SHACL Shapes Constraint Language is a language for validating RDF graphs against a set of conditions.

At the moment I am developing various SHACL based libaries, a form system, a SHACL to TypeScript types library and a SHACL to SPARQL library but why and what are these exactly?

What is SHACL really?

Schemaless

When you are working with RDF data there are no database constraints in the database (which is often called a triple store). The database itself is basically one big table with three columns. These three columns are subject, predicate and object (Do you want to know more about the RDF structure itself? I wrote previously about it). It might be that that the database creates index tables under the hood. I don't know much specifics about that. But the general basic idea is, getting something out of the database is mostly joins and it does not involve constraints that are configured in a schema that lives in the database.

SHACL as a schema that lives in your application

A SHACL shape could be described as a set of rules that describe how a piece of data may look; which parts are required and how relationships may behave. Because the database is schemaless we must use these SHACL shapes in our application. A SHACL shape has a target class, meaning it applies to a certain type. So imagine, you have a form to create a person in an addressbook that is RDF based, the application can use a SHACL shape that applies to schema:Person to check if you have filled the required fields and also that if you reference something that it makes sense. An example of a reference could be that you entered a link to a company in the work field. If that website would be de-referenceable (meaning it has RDF data under the hood) SHACL (and your application) could check if the company also says it is of the type schema:Company.

What makes SHACL great?

Flexible validations

SHACL is great because it has a deep integration to the data. For example, you could specify that you have a schema:Product, the product always has an English name and it may be translated into any other language. You can also specify that a schema:colleague may be a string or it must be a reference to a link that is de-referenceable and has the type schema:Person.

Loose coupling

Backend data consistency and validation

The other thing that I love, is that SHACL makes it possible to split applications into seperate components. SHACL can be used as an interface to program against. Example: The SHACL file could live in the backend and whenever something is inserted the backend checks if it has a SHACL shape for the piece of content. If it has, it validates against it, if not it will reject.

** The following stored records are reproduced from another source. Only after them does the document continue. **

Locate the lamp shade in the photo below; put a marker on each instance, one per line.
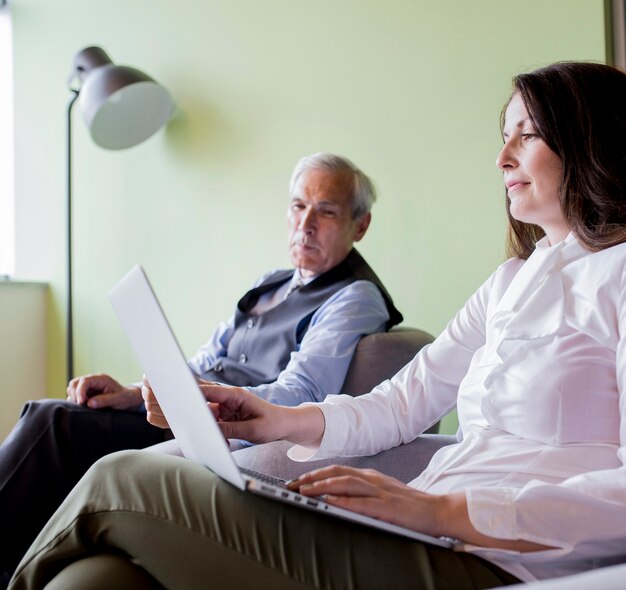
(121, 105)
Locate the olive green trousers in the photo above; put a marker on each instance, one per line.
(143, 520)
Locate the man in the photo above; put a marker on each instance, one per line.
(290, 340)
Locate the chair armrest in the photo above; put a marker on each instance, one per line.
(404, 462)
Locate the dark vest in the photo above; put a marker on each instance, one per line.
(261, 345)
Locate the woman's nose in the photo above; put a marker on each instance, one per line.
(505, 157)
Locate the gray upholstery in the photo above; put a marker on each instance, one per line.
(404, 462)
(380, 356)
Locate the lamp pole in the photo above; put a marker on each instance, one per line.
(69, 342)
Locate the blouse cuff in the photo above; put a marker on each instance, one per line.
(492, 511)
(335, 434)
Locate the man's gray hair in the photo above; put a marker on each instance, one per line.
(363, 191)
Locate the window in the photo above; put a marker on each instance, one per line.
(7, 192)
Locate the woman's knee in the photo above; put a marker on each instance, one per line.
(101, 572)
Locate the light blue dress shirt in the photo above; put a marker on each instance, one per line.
(320, 364)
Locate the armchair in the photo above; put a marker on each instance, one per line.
(377, 357)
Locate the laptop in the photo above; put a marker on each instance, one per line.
(193, 424)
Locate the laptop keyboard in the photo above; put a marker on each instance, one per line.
(276, 481)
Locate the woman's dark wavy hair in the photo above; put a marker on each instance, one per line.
(579, 110)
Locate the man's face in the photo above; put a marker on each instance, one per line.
(321, 228)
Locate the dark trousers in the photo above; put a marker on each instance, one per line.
(53, 444)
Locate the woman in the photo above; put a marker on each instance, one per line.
(535, 363)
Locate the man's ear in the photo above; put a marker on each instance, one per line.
(362, 226)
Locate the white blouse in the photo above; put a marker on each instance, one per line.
(535, 363)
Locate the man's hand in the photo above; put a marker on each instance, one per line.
(102, 391)
(154, 413)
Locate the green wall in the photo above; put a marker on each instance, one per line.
(410, 90)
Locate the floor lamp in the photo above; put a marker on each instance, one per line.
(121, 107)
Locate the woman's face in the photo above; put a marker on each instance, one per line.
(532, 173)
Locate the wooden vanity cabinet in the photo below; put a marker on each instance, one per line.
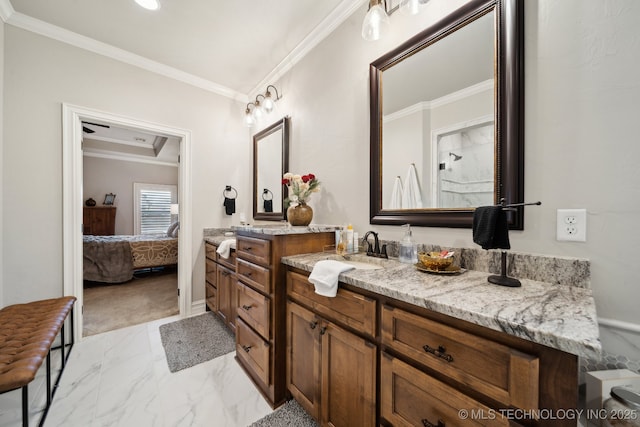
(431, 366)
(220, 285)
(261, 304)
(331, 370)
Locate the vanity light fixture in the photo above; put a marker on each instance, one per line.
(249, 120)
(376, 21)
(255, 113)
(149, 4)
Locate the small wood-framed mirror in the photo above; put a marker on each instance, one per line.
(270, 162)
(447, 113)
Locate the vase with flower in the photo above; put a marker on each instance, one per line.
(300, 188)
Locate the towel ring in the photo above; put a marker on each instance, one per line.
(227, 189)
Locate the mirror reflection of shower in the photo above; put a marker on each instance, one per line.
(468, 183)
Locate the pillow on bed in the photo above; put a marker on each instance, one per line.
(173, 229)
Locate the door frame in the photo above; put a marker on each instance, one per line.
(72, 182)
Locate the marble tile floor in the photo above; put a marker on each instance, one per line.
(121, 378)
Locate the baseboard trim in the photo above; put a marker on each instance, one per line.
(198, 307)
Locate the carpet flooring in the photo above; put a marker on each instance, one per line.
(194, 340)
(290, 414)
(147, 297)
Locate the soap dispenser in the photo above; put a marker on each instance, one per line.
(408, 248)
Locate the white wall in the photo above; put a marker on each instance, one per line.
(103, 176)
(581, 112)
(1, 160)
(40, 74)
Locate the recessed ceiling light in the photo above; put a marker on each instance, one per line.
(149, 4)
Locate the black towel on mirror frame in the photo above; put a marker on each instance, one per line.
(491, 228)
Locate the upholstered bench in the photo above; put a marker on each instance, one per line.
(27, 332)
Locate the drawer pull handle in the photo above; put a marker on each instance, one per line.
(440, 352)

Structure introspection and validation for frontend forms

That same SHACL shape can be used to show a form in the administrative interface to add pieces of contents. The SHACL rules are read and widgets are shown for each field. When the user changes anything the data is validated and errors are shown and when everything validates, then it is send to the backend, and as explained before, the backend does its own validation with the same SHACL shape.

Server driven UI tooling

You can also use the SHACL shape to create a configuration screen for server driven UI. Meaning when you known which fields a piece of content has you can show ways of configuring these, how the look and where they are placed when they are displayed in a website or application.

So I gave three examples:

Backend data consistency and validation
Structure introspection and validation for frontend forms
Server driven UI tooling

The really cool thing is that you can have these three applications separated into components that do not touch eachother.

Comparision to SQL based application such as Drupal

How does this compare to a SQL based application? Drupal has some similarities, they created their own form API. The Drupal form api has understanding of the Drupal entity API which defines the fields on content types. The difference, SHACL is a W3 based standard, with well tested libraries available. Drupal had to make all these form and entity definition systems themselves. Which are quite wonderful, don't get me wrong. But it is not standardized.

The other thing in Drupal is that the entity schema is tight coupled to the database, there is migration code to keep the SQL schema in sync with the entity definitions.

Most importantly, data that lives in a SQL database of Drupal application is not easily interoperatable. It is purely meant for that one Drupal application and more specifically the database schema.

RDF data migrations

Of course with RDF you still need something to migrate data. If you have a person with ex:firstName and you want to change that to schema:givenName you can do a migration where you duplicate data. You adjust your application to allow for schema:givenName. When all functions as expected you check the data for changes and when all looks good you can delete the old ex:firstName.

Summary

I hope you found it interesting to read about SHACL and how it can help you create seperated applications that use SHACL as an interface to comunicate about the data structures that flow through further unrelated the applications.